Linux already had symmetric multi-processing capabilities. However, it did not provide enough standard facilities for distributed software development. Programmers and users had to resort to different add-on packages and various programming models to write or use distributed software. The mechanisms provided by these packages usually differed greatly from one another, each requiring users to learn some new material which was not of any use to them when migrating to other methods. Many also required detailed involvement of the programmer in the process of transferring data over the network; an example is the PVM (Parallel Virtual Machine) software (see Resources 8). The need for a simpler distributed programming model, usable by more programmers, was obvious.
DIPC (Distributed Inter-Process Communication) is a software-only solution for enabling people to build and program multiple computers easily. Each node can be an ordinary personal computer. These nodes must be connected to each other by a TCP/IP (see Resources 3) network. It does not use network broadcasting, which helps it work in networks without such capabilities. Also, no assumption of a synchronized clock is made. These features mean that DIPC could be used in a wide area network (WAN).
Right from the start, it was decided that ease of application programming and the simplicity of the DIPC itself should be among the most important factors in the system design, even if it were to mean some loss in performance. This decision was backed by the observation that computing and telecommunications equipment speeds are improving rapidly, while training and programming times for distributed applications are not.
In DIPC, UNIX System V IPC mechanisms (see Resources 4), consisting of semaphores, messages and shared memories, are modified to function in a network environment. This means that installing DIPC requires changing and recompiling the kernel. Here, the same system calls used to provide communication between processes running on the same computer can be used to allow the communication of processes running on different machines. There is no new system call for the application programmer's use. There is also no library to be linked to the application code, and no need for any modifications in compilers. DIPC could be used with any language that allows access to the operating system's system calls. It is completely camouflaged in the kernel.
The result is that DIPC supports both the message passing and the distributed shared memory paradigms of distributed programming, providing more options for the application programmer (see Resources 5). It also allows the processes to share only selected parts of their address space in order to reduce the problems of false sharing.

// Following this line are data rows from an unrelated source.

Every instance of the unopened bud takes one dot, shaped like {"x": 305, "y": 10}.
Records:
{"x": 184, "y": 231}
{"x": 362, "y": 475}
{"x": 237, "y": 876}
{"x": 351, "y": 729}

It was decided to implement DIPC in the user space as much as possible, with minimal changes to the kernel. This leads to a cleaner and simpler design, but in a monolithic operating system such as Linux it has the drawback of requiring frequent copy operations between kernel and user address spaces (see Resources 2). As UNIX does not allow user space processes to access and change kernel data structures at will, DIPC must have two parts. The more important part is a program named dipcd, which runs with superuser privileges; dipcd forks several processes to do its work. The other part is inside the kernel giving dipcd work and letting it see and manipulate kernel data. The two parts use a private system call to exchange data. This system call must not be used by other processes in the system.
DIPC provides easy data transfer over the network and assumes that the code to use these data already resides at the suitable places. This is justifiable when one considers that in most cases, the program's code changes much less frequently than the data.
DIPC is only concerned with providing mechanisms for distributed programming. The policies, e.g., how a program is parallelized, or where an application program's processes should run, are determined by the programmer or the end user.
DIPC enables the creation of clusters of PCs. Computers in the same cluster could work together to solve a problem. DIPC's clusters are logical entities, meaning they are independent of any physical network characteristics. Computers could be added or deleted from a cluster without the need to change any of the network parameters. Several clusters may exist in the same physical network, but each computer can belong to at most one of them. Computers on the same cluster can even be connected to each other by a WAN. As far as DIPC is concerned, computers in one cluster never interact with computers in other clusters.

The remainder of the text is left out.